Montag, 22. September 2008

Pränatale Diagnostik?

"Der familienpolitische Sprecher der Unionsfraktion im Bundestag, Johannes Singhammer (CSU), hofft auf eine Verringerung sogannter Spätabtreibungen. Um die Zahl der Abtreibungen zu senken, die nach der zwölften Schwangerschaftswoche erfolgen, nachdem eine Schädigung oder Behinderung des Ungeborenen festgestellt worden ist, müsse die Beratung verbessert werden und eine dreitägige Bedenkzeit eingeführt werden."

Zu dieser Meldung gab es am 21.9.2008 eine Diskussion im Deutschlandfunk. Man war sich einig, daß das Leben mit behinderten Kindern "viel Freude machen" könne und daß Frauen, die durch eine Gendiagnostik von einer Behinderung ihres ungeborenen Kindes erfahren, beraten werden und Bedenkzeit bekommen sollten, so daß sich vielleicht etwas weniger als die bisherigen 90 Prozent zur Abtreibung entschließen.
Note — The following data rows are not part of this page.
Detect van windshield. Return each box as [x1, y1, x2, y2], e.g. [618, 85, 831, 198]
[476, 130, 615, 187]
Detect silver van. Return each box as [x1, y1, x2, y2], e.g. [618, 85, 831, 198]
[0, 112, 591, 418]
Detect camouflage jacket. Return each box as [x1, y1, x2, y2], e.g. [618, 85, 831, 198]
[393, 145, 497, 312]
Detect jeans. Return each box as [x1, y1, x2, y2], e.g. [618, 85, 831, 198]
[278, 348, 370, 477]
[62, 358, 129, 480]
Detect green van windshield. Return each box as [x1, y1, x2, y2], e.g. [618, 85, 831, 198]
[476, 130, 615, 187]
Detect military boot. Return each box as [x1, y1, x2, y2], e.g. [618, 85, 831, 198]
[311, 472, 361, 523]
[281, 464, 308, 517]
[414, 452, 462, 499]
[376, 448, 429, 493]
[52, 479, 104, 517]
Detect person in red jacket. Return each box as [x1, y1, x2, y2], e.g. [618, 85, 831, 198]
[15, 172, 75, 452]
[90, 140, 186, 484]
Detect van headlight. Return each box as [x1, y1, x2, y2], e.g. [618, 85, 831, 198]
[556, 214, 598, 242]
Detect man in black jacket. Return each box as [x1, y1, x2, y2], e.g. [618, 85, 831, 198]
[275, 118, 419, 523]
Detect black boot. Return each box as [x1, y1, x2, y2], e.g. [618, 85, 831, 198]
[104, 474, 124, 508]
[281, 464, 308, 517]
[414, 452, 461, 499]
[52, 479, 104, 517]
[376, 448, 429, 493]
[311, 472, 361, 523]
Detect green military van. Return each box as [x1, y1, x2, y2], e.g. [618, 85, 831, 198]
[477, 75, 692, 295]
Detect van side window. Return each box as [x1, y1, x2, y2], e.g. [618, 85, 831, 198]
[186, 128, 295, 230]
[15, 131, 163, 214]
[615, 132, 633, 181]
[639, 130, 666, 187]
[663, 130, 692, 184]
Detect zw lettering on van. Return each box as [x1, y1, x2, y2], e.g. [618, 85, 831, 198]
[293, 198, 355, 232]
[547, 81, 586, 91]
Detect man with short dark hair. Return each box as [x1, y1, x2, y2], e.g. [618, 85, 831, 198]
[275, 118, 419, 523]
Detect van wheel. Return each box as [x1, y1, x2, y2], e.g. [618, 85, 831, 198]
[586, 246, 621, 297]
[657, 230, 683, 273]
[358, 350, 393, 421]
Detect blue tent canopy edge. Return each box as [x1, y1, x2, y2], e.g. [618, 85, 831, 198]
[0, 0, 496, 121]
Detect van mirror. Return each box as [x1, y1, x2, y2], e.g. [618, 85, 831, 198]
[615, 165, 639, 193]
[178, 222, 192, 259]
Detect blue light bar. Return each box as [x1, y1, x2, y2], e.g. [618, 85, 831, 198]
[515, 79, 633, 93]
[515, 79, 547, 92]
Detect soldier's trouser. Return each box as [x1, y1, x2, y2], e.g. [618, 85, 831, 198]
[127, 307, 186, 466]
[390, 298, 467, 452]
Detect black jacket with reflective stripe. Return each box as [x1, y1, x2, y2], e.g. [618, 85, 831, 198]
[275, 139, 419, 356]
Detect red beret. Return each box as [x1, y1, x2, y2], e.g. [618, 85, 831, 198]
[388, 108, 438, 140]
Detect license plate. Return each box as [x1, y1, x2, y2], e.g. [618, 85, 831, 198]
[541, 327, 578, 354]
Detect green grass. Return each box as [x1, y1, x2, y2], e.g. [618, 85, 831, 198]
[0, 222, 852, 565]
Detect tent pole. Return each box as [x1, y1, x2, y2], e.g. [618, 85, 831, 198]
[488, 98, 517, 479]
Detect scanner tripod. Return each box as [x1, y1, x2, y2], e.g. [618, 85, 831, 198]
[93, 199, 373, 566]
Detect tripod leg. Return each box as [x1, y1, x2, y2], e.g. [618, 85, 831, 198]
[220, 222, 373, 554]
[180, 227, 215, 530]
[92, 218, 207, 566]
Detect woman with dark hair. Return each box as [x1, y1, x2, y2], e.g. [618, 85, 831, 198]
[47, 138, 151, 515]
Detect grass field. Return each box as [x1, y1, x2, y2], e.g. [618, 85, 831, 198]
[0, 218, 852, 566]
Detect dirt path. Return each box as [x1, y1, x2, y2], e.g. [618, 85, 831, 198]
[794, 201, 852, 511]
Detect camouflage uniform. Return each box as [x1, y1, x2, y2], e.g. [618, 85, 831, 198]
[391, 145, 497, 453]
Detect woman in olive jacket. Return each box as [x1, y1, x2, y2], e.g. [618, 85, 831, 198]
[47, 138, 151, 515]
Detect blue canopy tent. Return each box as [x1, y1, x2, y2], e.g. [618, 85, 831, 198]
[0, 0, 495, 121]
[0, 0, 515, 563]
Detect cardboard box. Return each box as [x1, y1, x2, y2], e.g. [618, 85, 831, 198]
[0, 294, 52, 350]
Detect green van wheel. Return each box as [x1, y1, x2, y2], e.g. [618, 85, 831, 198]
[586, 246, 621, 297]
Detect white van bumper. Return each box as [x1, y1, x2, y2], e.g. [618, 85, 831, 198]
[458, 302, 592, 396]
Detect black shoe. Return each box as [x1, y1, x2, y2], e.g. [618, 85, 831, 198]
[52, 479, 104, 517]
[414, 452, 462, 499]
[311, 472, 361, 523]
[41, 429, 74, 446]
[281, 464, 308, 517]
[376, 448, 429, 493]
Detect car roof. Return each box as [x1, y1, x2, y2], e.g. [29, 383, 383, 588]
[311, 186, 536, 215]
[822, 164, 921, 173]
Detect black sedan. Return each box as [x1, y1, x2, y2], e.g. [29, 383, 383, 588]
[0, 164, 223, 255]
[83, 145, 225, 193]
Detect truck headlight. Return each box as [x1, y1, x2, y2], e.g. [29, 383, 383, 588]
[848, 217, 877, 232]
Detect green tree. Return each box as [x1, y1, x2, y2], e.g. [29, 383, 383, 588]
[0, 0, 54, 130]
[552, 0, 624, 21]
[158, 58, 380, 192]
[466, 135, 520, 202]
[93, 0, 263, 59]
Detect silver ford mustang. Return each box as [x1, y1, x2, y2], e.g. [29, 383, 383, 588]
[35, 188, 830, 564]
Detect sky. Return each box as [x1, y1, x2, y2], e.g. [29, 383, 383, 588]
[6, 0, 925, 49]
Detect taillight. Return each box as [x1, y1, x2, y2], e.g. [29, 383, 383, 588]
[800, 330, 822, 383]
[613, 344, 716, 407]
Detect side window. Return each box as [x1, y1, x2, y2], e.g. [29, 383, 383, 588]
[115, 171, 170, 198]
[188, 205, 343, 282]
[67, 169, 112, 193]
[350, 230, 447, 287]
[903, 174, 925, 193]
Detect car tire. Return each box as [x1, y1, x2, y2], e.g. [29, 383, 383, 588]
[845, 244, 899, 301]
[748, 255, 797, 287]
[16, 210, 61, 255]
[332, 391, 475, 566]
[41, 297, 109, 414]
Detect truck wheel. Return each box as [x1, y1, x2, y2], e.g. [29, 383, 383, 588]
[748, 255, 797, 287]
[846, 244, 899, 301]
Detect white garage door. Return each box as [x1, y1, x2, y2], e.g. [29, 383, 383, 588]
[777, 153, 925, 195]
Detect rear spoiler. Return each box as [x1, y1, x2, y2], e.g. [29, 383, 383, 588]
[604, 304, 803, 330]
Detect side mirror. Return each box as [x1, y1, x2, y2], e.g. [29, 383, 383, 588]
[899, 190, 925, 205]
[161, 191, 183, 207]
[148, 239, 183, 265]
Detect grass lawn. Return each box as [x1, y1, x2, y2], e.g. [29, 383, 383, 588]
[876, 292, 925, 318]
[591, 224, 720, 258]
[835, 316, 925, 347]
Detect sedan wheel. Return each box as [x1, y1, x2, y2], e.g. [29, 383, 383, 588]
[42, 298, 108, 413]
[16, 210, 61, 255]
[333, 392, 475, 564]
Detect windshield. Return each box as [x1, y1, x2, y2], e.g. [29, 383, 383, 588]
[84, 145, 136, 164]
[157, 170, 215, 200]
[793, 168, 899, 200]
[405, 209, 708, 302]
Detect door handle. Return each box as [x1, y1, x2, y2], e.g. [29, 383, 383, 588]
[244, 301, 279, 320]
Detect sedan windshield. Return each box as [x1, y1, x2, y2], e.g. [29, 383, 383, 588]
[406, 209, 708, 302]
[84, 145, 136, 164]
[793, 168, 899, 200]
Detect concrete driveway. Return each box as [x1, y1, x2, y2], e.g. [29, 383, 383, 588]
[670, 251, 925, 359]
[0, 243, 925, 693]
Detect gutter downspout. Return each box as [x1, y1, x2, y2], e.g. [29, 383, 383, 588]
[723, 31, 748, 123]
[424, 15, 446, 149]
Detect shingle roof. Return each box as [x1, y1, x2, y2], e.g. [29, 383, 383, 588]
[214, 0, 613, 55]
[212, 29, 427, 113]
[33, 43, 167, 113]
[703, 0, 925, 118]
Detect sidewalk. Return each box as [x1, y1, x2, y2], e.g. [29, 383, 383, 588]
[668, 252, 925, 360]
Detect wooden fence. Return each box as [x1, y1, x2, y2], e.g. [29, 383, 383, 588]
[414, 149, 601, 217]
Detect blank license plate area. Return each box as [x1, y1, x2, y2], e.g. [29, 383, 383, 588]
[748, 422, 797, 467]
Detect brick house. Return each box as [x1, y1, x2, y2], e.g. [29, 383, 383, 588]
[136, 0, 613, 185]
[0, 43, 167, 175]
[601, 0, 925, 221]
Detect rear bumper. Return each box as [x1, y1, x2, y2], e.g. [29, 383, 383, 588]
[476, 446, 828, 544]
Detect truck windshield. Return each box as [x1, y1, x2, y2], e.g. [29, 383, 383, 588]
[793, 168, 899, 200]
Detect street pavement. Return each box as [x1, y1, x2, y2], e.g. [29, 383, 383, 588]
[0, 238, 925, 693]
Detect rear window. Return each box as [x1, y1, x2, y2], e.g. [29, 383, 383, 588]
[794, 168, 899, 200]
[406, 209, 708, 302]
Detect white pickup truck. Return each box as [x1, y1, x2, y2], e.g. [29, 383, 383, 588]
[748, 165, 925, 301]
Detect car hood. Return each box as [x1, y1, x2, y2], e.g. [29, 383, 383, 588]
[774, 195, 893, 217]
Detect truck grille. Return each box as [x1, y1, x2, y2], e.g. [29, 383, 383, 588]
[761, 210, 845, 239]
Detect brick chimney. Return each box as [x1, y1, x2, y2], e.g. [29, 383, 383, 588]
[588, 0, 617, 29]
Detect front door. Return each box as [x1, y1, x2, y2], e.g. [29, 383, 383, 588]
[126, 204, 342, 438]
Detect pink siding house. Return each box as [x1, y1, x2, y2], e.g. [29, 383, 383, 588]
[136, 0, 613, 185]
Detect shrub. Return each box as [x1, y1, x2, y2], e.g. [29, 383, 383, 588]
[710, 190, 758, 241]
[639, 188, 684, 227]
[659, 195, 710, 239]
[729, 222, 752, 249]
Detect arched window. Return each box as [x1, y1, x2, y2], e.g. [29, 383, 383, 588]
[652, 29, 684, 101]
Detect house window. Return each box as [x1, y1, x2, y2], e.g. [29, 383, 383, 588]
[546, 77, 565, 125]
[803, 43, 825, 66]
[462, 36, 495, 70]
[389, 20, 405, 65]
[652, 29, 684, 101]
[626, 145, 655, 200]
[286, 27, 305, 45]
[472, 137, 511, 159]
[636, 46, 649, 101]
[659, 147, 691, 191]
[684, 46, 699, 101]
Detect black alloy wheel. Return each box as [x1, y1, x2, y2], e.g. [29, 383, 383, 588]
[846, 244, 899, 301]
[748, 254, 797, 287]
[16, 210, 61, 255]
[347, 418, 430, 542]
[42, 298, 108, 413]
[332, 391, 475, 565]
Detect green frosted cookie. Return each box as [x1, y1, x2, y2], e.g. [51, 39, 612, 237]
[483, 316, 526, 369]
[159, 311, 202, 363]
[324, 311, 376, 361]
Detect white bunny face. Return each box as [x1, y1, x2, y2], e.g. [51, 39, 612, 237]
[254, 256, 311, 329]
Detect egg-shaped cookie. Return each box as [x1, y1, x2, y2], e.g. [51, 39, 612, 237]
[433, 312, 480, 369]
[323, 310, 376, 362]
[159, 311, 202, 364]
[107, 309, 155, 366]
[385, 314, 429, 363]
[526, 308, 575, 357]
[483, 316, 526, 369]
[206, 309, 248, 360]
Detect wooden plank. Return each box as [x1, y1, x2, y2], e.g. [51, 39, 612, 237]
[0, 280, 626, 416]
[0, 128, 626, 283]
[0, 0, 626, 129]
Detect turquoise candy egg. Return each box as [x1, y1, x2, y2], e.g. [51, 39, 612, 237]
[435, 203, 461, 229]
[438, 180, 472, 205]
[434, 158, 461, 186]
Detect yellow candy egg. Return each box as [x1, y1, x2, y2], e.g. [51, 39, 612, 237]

Was nicht angezweifelt und dementsprechend nicht diskutiert wurde, ist die pränatale Diagnostik selbst. Dabei liegt hier der eigentliche Kern des Problems.

Denn sowohl die pränatale Diagnostik wie auch die oben erwähnten Pläne einer mehrtägigen Bedenkzeit gehen davon aus, daß die Eltern durch eine ausführliche Beratung zu einer sinnvollen und gerechten Entscheidung bezüglich des Lebensrechts ihres behinderten Fötus und ihrer eigenen Lebensgestaltung kommen können.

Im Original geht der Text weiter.